Maybe then I could pay like $13-1400 for two plane tickets and the rooms and then he could pay for car and food. Maybe we could shoot for an even amount of $1500. Rich might say though we can’t stay down there that long. He could say too that we drive down and save the plane money … then he could bring his boat and that would give us something nice to be doing and maybe he could take Thom out. Gas would be about $100-150. What did we figure it out to be the other day … and then we wouldn’t need to rent a car though we’d be paying for more gas. Ok, that’s right it was like 14 ½ hours.
Maybe you would leave early the first morning and travel from like 4-5 pm, and then wake up early the second day and be like only 4-5 more hours, so you would get into New Orleans in 4-5 hours, certainly by lunch time, and then you’d stay 3 nights wake up early that next morning … travel about 10 hours, and then finish the trip the last day. I wouldn’t want Rich to drive through it on his own and I don’t think he’s going to want me to drive his boat.
But, that would definitely be the way to go. I think I’ll have to impress the trip on Rich as … 6-7 days and I cover gas and hotel … so maybe I could give Rich $1200 and keep about $800 for bills. I’m thinking that the returns are going to be about $2000 … at least that’s been about the amount for the last several years. Maybe by then we’ll be used to the cheaper hotels so will save some money there. I’m thinking Rich is going to need gas money for the two trips plus boat … so $1200 sounds about right maybe a little extra that can go into eating. I know that I’m going to want to have dinner and walk around the French Quarter and we’d have to stay away from being down there during Mardi gras. I think that’s mid-to-late February.

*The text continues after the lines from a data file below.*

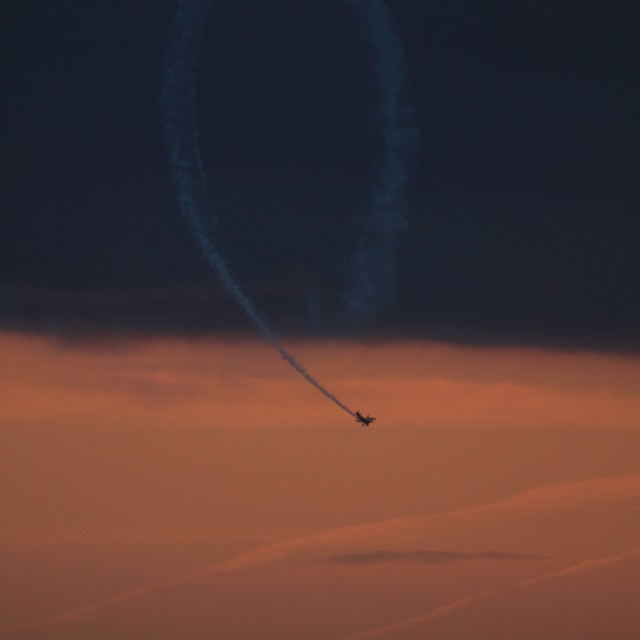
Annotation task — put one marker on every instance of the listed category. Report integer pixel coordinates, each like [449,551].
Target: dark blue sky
[523,205]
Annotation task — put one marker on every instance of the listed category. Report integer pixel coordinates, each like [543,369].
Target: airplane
[365,421]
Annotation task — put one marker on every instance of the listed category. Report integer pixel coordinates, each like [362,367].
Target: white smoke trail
[178,110]
[373,269]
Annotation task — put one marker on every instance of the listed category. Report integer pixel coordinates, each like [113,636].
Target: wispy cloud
[581,567]
[547,499]
[425,557]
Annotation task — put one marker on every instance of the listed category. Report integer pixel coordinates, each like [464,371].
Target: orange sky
[245,384]
[166,488]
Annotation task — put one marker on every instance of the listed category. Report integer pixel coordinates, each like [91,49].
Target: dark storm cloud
[522,211]
[425,557]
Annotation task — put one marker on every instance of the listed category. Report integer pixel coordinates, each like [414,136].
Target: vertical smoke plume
[177,105]
[372,271]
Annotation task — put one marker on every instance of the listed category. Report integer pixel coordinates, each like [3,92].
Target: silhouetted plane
[365,421]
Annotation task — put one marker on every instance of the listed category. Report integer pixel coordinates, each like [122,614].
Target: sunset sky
[433,206]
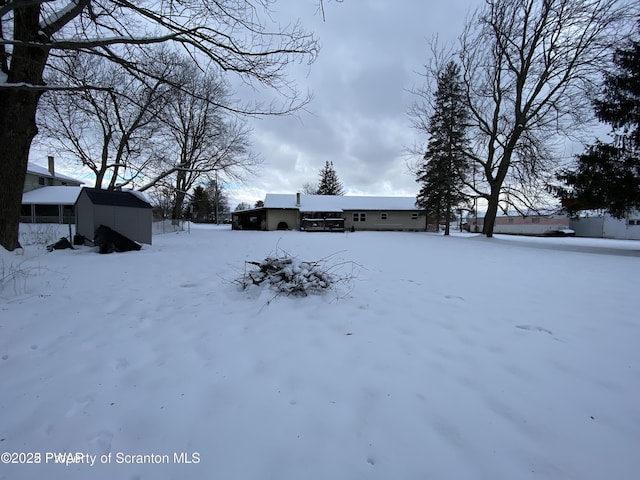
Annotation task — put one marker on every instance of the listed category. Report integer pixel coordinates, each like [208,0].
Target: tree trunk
[17,130]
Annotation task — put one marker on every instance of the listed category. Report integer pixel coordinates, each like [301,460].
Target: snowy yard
[448,358]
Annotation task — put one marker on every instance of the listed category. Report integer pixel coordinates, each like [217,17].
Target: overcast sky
[371,54]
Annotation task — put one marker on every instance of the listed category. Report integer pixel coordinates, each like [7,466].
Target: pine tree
[329,183]
[445,167]
[607,176]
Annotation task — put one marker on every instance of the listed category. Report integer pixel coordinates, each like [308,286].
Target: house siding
[32,181]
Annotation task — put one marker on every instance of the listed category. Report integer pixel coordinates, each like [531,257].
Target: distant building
[331,213]
[126,212]
[48,197]
[602,225]
[38,177]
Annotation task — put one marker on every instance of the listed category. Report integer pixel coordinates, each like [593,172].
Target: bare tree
[528,66]
[233,35]
[109,131]
[199,138]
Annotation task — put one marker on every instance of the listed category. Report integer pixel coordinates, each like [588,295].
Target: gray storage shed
[123,211]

We might do a little more touristy stuff like Rich really liked to hang around the waterfront for our eating places. But, besides finding time to be with Thom, we could plan on being out on the boat. Ok, that seems to be a good idea. So, then maybe sometime in the spring we could talk rich into a fishing trip down to New Orleans, he’d have a chance to do his boat some, I would still have vacation time, I’d get to see Thom’s place, get to see New Orleans, I’d be responsible for the majority of debt, I’d have a good time and still hopefully have money left for bills. We go through IL, TN, AR, and LA. I think that’s about it. OK, just now have to pray on getting $2000 so I can do both things. That be a good deal.
Course then there’s that idea of saving some money? Yeeks!
Ok, that’s enough of that …
Hmm, stopped to have lunch. I’ll give it about a half hour and then I figure I better get in and take a shower. Now that I got in mind that I’m getting money again and then being able to spend it on something very cool, then I’m all real happy.